Adesso capisco perché quando lui è tornato a strappabandiera Eric sembrava deriderlo. È salito sull'albero nonostante la sua paura.
Può farcela anche adesso.

Gli sfioro la mano e stringo la sua «Saltiamo insieme, se vuoi».
L'angolo della sua bocca si inclina leggermente verso l'altro.
Lo sento fare un respiro profondo «Andiamo noi per primi» annuncia facendo un passo avanti e nascondendo la paura agli altri «Se ci sarà qualcuno saremo pronti a sparare».
«State attenti» raccomanda Adam dandogli una pacca sulla spalla.
Quattro stringe la mia mano e io stringo la sua. Saliamo sul cornicione mentre lui conta alla rovescia.
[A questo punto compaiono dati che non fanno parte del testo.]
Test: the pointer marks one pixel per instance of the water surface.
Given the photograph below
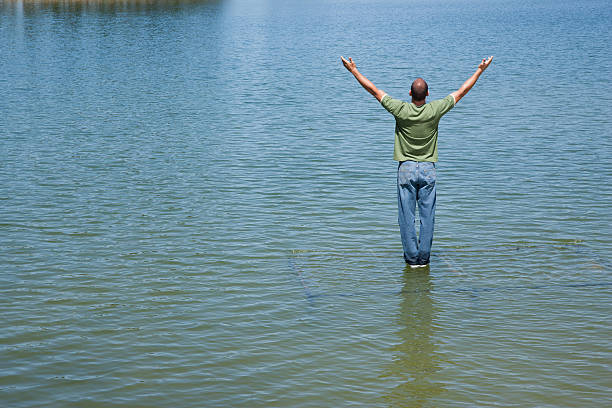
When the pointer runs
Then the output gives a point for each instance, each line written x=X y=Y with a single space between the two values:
x=198 y=206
Quando saltiamo sento l'adrenalina scorrermi nelle vene, il vento mi soffia addosso facendomi rabbrividire.
L'atterraggio mi toglie il fiato. Rimbalzo più volte mentre guardo intorno a me in cerca di guardie armate. Ma non c'è nessuno.
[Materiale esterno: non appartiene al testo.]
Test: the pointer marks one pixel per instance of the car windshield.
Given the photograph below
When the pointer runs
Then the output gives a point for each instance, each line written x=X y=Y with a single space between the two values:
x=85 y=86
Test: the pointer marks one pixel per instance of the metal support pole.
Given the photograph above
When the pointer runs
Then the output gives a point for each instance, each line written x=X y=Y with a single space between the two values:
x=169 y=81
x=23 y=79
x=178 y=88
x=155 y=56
Quattro mi lascia la mano e si trascina fuori dalla rete.
Mi avvicino al bordo e lascio che mi aiuti a scendere.
«Grazie, Pacifica» sussurra così piano che fatico a sentirlo. Faccio un sorriso.
Dopo qualche secondo una figura nera arriva come un proiettile sulla rete. Uriah scende e si unisce a noi.

Quando siamo tutti qui, con i piedi per terra, estraiamo le nostre pistole e imbocchiamo il corridoio.
Non incrociamo nessuno, almeno fino al Pozzo. Mentre stiamo percorrendo l'ultimo tunnel vedo una figura stagliarsi davanti all'ingresso del Pozzo.
Mi fermo subito, facendo cenno agli altri.
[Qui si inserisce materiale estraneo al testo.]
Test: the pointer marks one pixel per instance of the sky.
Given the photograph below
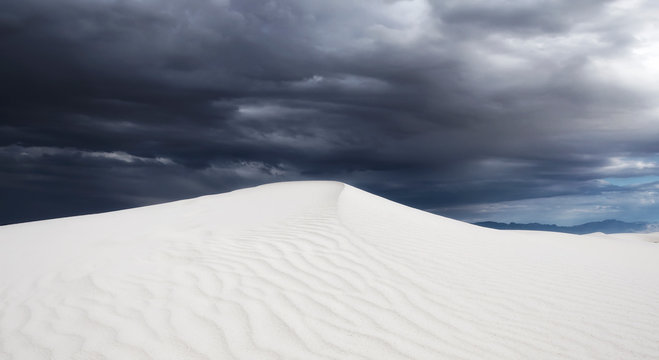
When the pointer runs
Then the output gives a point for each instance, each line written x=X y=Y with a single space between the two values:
x=526 y=111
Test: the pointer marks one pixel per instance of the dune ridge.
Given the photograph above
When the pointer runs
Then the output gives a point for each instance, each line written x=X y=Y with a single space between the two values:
x=318 y=270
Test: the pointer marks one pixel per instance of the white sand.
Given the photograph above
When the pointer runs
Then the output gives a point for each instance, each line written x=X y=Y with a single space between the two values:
x=319 y=270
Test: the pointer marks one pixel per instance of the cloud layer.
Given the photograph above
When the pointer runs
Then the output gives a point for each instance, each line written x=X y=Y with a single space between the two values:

«Rimanete qui» sussurro. Impugno la pistola, il dito pronto sul grilletto, e mi premo contro la parete del tunnel. Il buio tra le poche lanterne che ci sono mi permetterà di essere quasi sempre nascosta.
«Aimeen no» protesta Quattro.
Mi giro e lo fulmino con lo sguardo, mentre Adam gli piazza una mano sulla spalla tenendolo lì.

Mi avvicino lentamente. Chiunque sia è girato dall'altra parte.
Sono a pochi metri quando riconosco i piercing sull'orecchio. Il cuore mi batte forte nel petto, è Eric.
Faccio qualche altro passo, la pistola spianata davanti a me, pronta a sparare. Se mai riuscirò a farlo.

Sono ad un metro da lui quando di colpo si volta e mi ritrovo a sentire del metallo freddo contro la tempia.
Per un attimo ho paura che anche lui sia sotto simulazione. Se è così non esiterà a spararmi.